Otis Gospodnetic wrote:
>Perhaps the container logs explain what happened
1) I can't find anything intersterting in the container logs. To the
best of my knowledge, neither of the containers notice the drop. Jetty
d show "out of threads" type errors before I tweaking the thread
parameters. Once it was tuned a bit, I stopped seeing these entries in
the log, but did not stop getting the errors.
How about just throttling to the point where the failure rate is 0%? Too slow?
2) Throttling to 0 errors really slows things down. The last time I ran
stats, performance scaled almost linearly with additional threads until
we reached the approximate number of CPUs in the system. Anything above
two threads shows progressively more error if I don't apply any
throttling. The churn I need to keep up with makes that undesirable.

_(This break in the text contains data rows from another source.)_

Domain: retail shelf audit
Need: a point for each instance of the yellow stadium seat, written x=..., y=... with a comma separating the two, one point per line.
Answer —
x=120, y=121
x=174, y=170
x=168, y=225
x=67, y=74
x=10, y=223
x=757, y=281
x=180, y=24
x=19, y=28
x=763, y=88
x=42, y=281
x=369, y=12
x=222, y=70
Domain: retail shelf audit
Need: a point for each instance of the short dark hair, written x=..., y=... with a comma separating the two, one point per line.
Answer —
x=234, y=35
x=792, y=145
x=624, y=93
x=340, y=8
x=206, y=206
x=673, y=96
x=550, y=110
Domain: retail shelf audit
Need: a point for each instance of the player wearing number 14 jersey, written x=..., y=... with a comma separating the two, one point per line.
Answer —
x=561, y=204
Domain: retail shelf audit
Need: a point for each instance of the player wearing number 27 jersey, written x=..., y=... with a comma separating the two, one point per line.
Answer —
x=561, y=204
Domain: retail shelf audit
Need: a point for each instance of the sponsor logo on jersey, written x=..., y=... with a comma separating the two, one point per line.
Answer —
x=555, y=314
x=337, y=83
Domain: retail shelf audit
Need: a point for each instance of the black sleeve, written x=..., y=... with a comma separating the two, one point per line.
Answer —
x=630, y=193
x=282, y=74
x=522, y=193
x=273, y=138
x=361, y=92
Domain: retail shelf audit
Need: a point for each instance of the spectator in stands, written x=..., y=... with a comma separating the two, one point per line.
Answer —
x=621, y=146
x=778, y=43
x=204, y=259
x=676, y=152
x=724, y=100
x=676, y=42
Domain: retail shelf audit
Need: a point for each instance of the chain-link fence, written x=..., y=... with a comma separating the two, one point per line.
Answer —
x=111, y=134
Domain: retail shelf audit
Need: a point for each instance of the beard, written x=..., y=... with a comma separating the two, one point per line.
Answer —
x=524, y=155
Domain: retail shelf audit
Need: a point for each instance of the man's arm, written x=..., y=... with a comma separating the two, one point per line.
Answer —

I'll put together some stats on insert rates, number of threads, and
error rates and post them here. It's a classic trade off: tolerating
poor results that require additional processing in exchange for higher
performance. A set of heuristics for this situation might be useful,
since I'm likely not the only one with an indexing bottleneck.
-Jim
Otis Gospodnetic wrote:
Perhaps the container logs explain what happened?
How about just throttling to the point where the failure rate is 0%? Too slow?
Otis
--
Sematext -- http://sematext.com/ -- Lucene - Solr - Nutch
----- Original Message ----
From: Paleo Tek <[EMAIL PROTECTED]>
To: solr-user@lucene.apache.org
Sent: Friday, September 12, 2008 11:19:52 AM
Subject: No server response code on insert: how do I avoid this at high speed?
I have a largish index with a lot of churn, and inserts that come in
large bursts. My server is a multiprocessor with plenty of memory, so I
can multi-thread and stuff in about 1.6 million records per hour, going
full speed. I use a dozen or so threads to post curl inserts, and
monitor the responses.
Using jetty, there is ~10% failure rate with no server response code
received. Switching to tomcat reduces the error rate to around 2%.
(which makes me like tomcat a lot, even though I'm a dog person...). I
suspect I'm overrunning the capacity of the servlet container. Tweaking
parameters in Jetty improved performance, and I can tune Tomcat. But
then I'll just be overrunning a tuned system, at a slightly faster rate.
My work around is to keep track of which inserts fail, but I suspect
there's a better approach. Any suggestions how I can balance maximum
insert speed with a low error rate? Thanks!
-Jim